Figures libres. Hobbes et le bonheur par l’inquiétude
Trop souvent, on doit le ranger parmi les inconnus célèbres. Bien sûr, Thomas Hobbes (1588-1679) occupe une belle place dans les histoires de la philosophie. Elles enseignent notamment qu’il formula des objections envers Descartes et fut le premier penseur du contrat social, que Rousseau a lu, relu et critiqué. Ses textes principaux – The Elements of Law, De Cive, et le célèbre Leviathan – constituent des références majeures de la pensée politique moderne.
Toutefois, il demeure non moins évident que les étudiants, le grand public et même nombre de professionnels en restent là. D’innombrables travaux savants publiés dans le monde entier n’y font rien : beaucoup continuent d’ignorer la diversité, la puissance et l’actualité de sa pensée. Réduit à l’image simpliste d’un partisan de l’Etat fort, transformé en conservateur pessimiste, Hobbes se voit privé de l’ampleur réelle de sa démarche.
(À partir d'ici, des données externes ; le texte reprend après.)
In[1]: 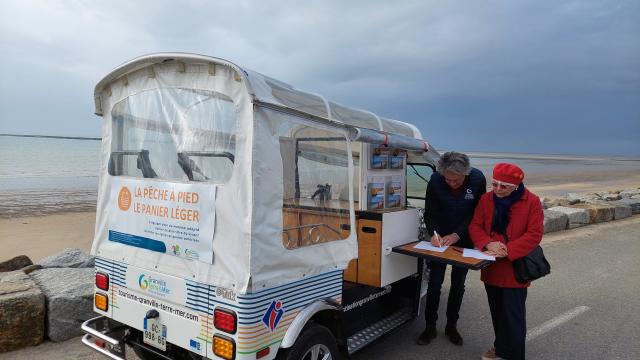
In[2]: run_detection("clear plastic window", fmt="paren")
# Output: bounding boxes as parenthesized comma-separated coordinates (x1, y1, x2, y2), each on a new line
(109, 88, 236, 183)
(279, 123, 352, 249)
(406, 163, 434, 208)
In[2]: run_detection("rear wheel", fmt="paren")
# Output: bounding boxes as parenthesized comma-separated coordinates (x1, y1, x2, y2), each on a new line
(277, 324, 340, 360)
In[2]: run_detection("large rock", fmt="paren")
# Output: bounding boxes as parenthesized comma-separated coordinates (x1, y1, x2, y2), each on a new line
(543, 210, 568, 233)
(571, 203, 615, 223)
(619, 189, 640, 199)
(612, 204, 632, 220)
(0, 271, 45, 352)
(29, 268, 95, 342)
(542, 197, 572, 209)
(616, 198, 640, 214)
(601, 193, 621, 201)
(0, 255, 33, 272)
(547, 206, 590, 229)
(37, 248, 94, 269)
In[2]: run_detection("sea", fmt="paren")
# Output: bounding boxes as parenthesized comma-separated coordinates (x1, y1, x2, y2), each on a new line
(0, 136, 100, 218)
(1, 135, 639, 218)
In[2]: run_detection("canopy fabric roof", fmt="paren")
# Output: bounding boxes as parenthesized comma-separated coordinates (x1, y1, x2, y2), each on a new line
(94, 53, 423, 140)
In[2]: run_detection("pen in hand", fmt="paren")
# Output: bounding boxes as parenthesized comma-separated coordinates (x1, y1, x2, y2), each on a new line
(434, 231, 443, 247)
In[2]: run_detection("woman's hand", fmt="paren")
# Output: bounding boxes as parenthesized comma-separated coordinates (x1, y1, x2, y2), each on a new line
(485, 241, 508, 258)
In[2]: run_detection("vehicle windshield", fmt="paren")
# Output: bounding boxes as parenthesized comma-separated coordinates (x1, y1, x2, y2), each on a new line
(109, 88, 236, 183)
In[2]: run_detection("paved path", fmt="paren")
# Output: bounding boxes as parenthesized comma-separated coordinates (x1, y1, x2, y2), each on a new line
(3, 216, 639, 359)
(352, 216, 640, 360)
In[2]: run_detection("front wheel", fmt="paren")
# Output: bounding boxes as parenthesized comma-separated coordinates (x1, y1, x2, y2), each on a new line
(277, 324, 340, 360)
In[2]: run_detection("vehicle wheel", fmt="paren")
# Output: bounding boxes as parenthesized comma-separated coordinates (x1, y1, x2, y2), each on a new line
(277, 324, 340, 360)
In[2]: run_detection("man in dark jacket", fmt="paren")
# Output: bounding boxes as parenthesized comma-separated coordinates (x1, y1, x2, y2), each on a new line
(417, 151, 486, 346)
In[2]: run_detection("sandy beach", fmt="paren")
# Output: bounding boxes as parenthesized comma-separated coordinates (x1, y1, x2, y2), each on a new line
(1, 170, 638, 263)
(1, 212, 95, 262)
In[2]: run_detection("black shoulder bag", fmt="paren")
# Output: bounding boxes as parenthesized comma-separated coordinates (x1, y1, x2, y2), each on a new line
(504, 234, 551, 283)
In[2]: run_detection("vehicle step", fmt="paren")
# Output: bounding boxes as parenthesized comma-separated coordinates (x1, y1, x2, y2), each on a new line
(347, 307, 413, 354)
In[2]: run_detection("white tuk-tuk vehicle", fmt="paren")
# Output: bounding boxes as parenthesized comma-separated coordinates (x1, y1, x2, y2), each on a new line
(81, 53, 446, 360)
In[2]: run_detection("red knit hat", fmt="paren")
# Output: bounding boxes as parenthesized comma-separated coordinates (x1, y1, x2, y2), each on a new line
(493, 162, 524, 185)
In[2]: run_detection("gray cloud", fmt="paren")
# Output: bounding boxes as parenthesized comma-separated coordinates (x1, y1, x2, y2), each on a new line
(0, 0, 638, 155)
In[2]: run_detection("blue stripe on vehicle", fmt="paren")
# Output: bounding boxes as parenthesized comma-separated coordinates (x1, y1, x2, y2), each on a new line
(238, 287, 342, 321)
(236, 271, 342, 300)
(237, 283, 343, 318)
(237, 291, 342, 325)
(108, 230, 167, 253)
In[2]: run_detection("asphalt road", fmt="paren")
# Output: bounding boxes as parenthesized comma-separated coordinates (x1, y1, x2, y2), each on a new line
(3, 216, 639, 360)
(352, 215, 640, 360)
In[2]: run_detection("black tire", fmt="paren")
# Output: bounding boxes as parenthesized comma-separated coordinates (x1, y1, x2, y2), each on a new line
(277, 324, 341, 360)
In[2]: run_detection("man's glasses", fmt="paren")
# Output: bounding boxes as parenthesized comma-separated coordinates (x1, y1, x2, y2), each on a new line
(491, 180, 516, 190)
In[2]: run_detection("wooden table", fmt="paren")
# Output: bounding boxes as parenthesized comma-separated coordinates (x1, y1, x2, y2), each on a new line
(392, 241, 493, 270)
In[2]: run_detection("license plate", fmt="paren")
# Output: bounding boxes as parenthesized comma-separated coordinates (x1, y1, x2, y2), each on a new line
(143, 317, 167, 351)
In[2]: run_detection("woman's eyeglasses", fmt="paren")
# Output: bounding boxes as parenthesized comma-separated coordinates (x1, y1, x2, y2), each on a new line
(491, 181, 516, 190)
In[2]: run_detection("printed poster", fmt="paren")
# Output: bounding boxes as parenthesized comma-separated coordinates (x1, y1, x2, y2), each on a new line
(109, 178, 216, 263)
(368, 181, 385, 210)
(386, 179, 403, 208)
(390, 153, 405, 169)
(370, 146, 389, 169)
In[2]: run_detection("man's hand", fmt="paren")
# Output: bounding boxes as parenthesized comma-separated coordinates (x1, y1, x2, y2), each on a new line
(430, 234, 442, 247)
(442, 233, 460, 246)
(485, 241, 508, 258)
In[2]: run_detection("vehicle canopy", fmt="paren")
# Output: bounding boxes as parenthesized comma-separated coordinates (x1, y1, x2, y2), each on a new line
(92, 53, 438, 294)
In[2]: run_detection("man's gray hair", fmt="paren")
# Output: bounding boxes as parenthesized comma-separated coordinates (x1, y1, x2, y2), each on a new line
(436, 151, 471, 175)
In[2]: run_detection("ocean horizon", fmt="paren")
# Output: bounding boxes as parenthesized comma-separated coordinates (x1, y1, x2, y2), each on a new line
(1, 134, 639, 217)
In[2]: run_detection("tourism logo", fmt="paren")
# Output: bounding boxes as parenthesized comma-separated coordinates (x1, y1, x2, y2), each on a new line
(171, 244, 181, 256)
(262, 300, 285, 332)
(184, 248, 200, 260)
(138, 274, 171, 297)
(118, 186, 132, 211)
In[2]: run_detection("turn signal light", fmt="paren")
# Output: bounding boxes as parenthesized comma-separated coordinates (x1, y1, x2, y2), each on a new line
(95, 293, 109, 311)
(95, 272, 109, 291)
(213, 335, 235, 360)
(214, 308, 237, 334)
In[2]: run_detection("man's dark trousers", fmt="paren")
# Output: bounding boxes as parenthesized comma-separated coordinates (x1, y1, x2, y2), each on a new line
(485, 284, 528, 360)
(425, 261, 469, 326)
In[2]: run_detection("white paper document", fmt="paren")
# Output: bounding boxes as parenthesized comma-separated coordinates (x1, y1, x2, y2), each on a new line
(462, 248, 496, 261)
(414, 241, 448, 253)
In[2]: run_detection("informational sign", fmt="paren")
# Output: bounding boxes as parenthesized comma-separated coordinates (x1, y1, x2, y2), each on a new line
(109, 178, 216, 263)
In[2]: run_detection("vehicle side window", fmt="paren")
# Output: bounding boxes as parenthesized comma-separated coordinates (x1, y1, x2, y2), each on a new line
(278, 123, 352, 249)
(406, 163, 434, 208)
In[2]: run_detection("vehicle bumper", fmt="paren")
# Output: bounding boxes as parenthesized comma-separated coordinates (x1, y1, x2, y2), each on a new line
(81, 316, 128, 360)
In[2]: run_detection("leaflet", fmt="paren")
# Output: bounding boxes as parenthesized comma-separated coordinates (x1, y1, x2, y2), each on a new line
(462, 248, 496, 261)
(413, 241, 448, 253)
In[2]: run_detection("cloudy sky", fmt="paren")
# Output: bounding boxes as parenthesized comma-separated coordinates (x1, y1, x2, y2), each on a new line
(0, 0, 638, 155)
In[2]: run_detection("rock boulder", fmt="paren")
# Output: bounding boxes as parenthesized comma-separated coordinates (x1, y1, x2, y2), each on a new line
(543, 210, 568, 233)
(0, 255, 33, 272)
(0, 271, 45, 352)
(546, 206, 590, 229)
(37, 248, 94, 269)
(602, 193, 621, 201)
(542, 197, 572, 209)
(29, 268, 95, 342)
(616, 198, 640, 214)
(619, 189, 640, 199)
(571, 203, 615, 223)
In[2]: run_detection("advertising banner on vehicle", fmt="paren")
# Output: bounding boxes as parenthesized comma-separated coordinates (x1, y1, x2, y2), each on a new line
(109, 178, 216, 263)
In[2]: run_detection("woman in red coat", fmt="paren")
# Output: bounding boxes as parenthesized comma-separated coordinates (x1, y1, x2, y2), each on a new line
(469, 163, 543, 360)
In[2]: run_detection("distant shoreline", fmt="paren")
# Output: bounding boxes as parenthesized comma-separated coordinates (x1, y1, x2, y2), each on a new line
(0, 133, 100, 141)
(1, 133, 638, 160)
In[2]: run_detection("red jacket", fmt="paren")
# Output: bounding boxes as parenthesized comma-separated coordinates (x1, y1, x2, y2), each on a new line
(468, 188, 544, 288)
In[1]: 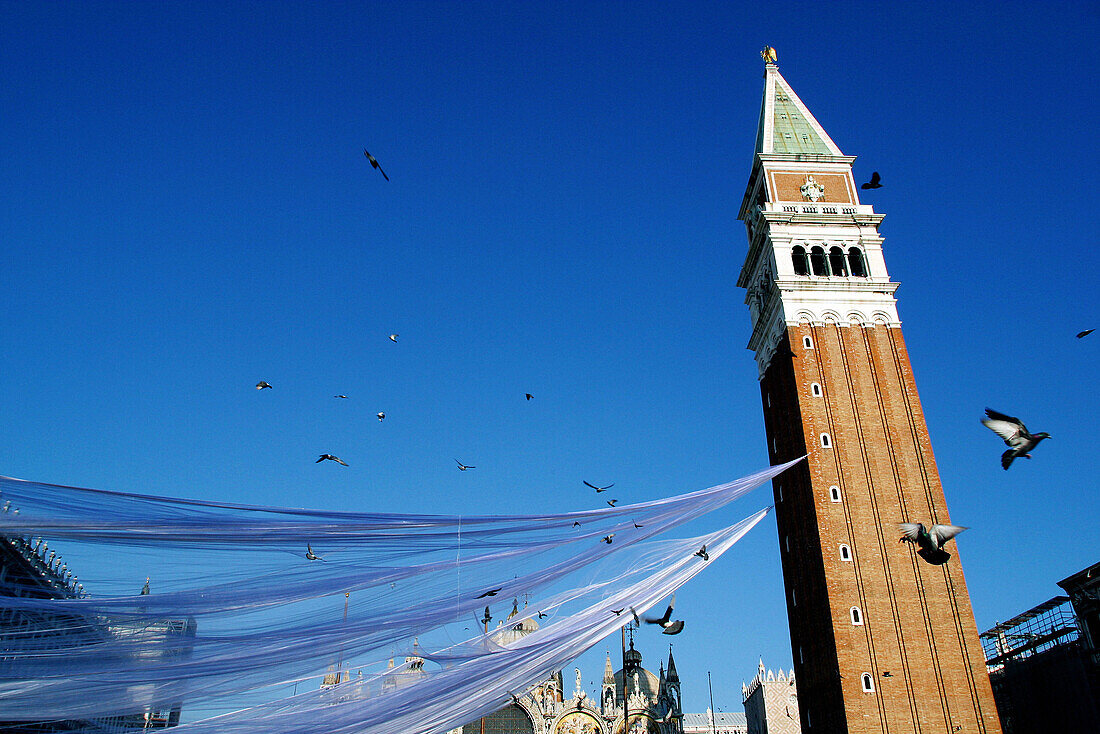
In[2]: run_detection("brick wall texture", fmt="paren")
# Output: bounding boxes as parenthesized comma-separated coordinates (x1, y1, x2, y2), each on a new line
(759, 322, 1003, 734)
En fait, sa pensée – liée à la mutation scientifique ouverte par Galilée et la physique, à la mutation juridique inaugurée par Grotius et le droit naturel – opère une série de bouleversements dont nous n’avons pas fini de mesurer la profondeur ni les conséquences. Luc Foisneau, qui a consacré toute une vie de travail à ce philosophe et à sa postérité, le souligne dans Hobbes. La vie inquiète.
En plus de 600 pages, il met en lumière les changements – anthropologiques, moraux et théologico-politiques – accomplis par Hobbes. Il analyse leurs répercussions, souvent méconnues, sur Mauss, Voegelin, Foucault ou Rawls. Directeur de recherche au CNRS, enseignant à Sciences Po et à Oxford, aujourd’hui à l’EHESS, Luc Foisneau se révèle, avec cette somme, guide expérimenté. Rien de hobbesien ne semble lui être étranger.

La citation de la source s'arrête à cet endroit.